恋の人、愛の人。

「昨夜は有り難うございました」

陽佑さんのお店に来ていた。

「いや。貸しただけの事だ。問題なかったか?」

「はい。あ、入れておいた鍵はありましたか?」

「ああ、大丈夫だ、ちゃんとあった」

「良かった。…はぁ、…」

「…どうしたんだ、また何かあったのか…」

「あったも何も…毎日毎日…なんなんでしょうか。…あ゙ーも゙う」

「今日はどうするんだ?週末だし、また居て、巧みに部屋に潜り込まれたらずっと居続けるかも知れないぞ…」

はぁ、そうだった。その事もあったんだ…でも。

「それは何とか出来そうな気がします」

年下だからって嘗めてかかってると危ないと、言われるのは間違いない。

「そうか。ま、知らない人間じゃないからって事もあるか」

え…意外だった。こんな言葉が返ってくるとは思わなかった。

「お借りしたバスタオルは持って帰ってるんです。洗濯してから持って来ます」

「ああ、いつでも構わないから」

「…うん。あ、お水、一本頂きました」

「あぁ、いいいい。
帰った時は居なかったのか?」

「…朝?」

「そうだ」

「…居ましたよ。ドアの前に座ってました」

「はぁ、凄い情熱…ていうか、梨薫ちゃんが帰って来ない方の心配が強かったのかもな」

「あー、心配はしてくれていたのかも知れない。何だかちょっと不思議な子です…」

あの子が来るようになって、何だか掻き乱されて…稜の夢だってまた見てしまっているのかも知れない。
それは関係無いか、よく解らずに見てる夢の理由が欲しいだけ…都合のいいこじつけに過ぎないわね。

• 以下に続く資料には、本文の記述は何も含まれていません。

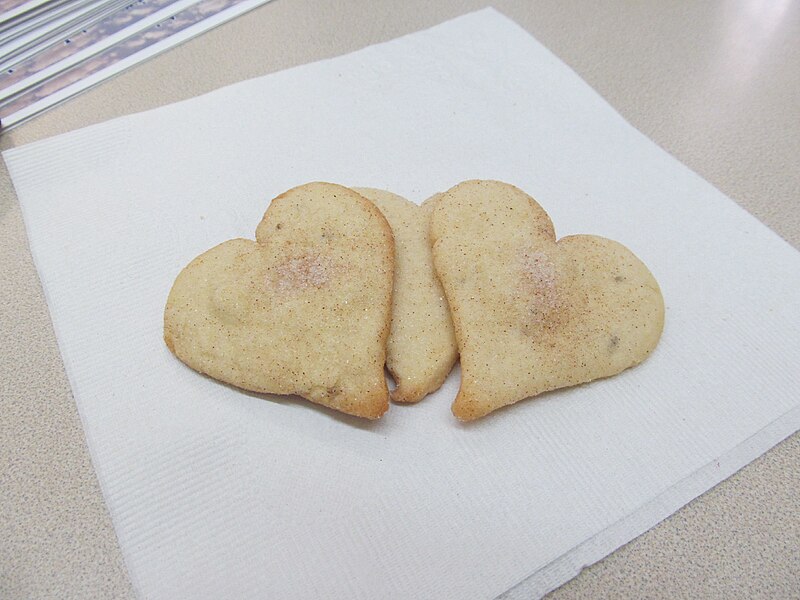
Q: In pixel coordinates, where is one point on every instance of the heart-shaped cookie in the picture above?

生身の人間のキス…か。思い出してしまった。唇に指が自然と触れていた。
だけど夢の中の稜とのキスは生々しかった…。唇が覚えている。温度も感じた。生身と変わらない熱のあるキス…。自然と稜を思い出して身体が疼いた…。

「…はぁぁ」

手で顔を覆った。カウンターに伏せ込んだ。

「おい…、酔った訳じゃないよな」

「…違いま~す。…ふぅ」

もう…、釈然としない事ばっかり…。混乱する。

「もう……どこか行きたいかも…」

はぁ…。完全な現実逃避、希望だ。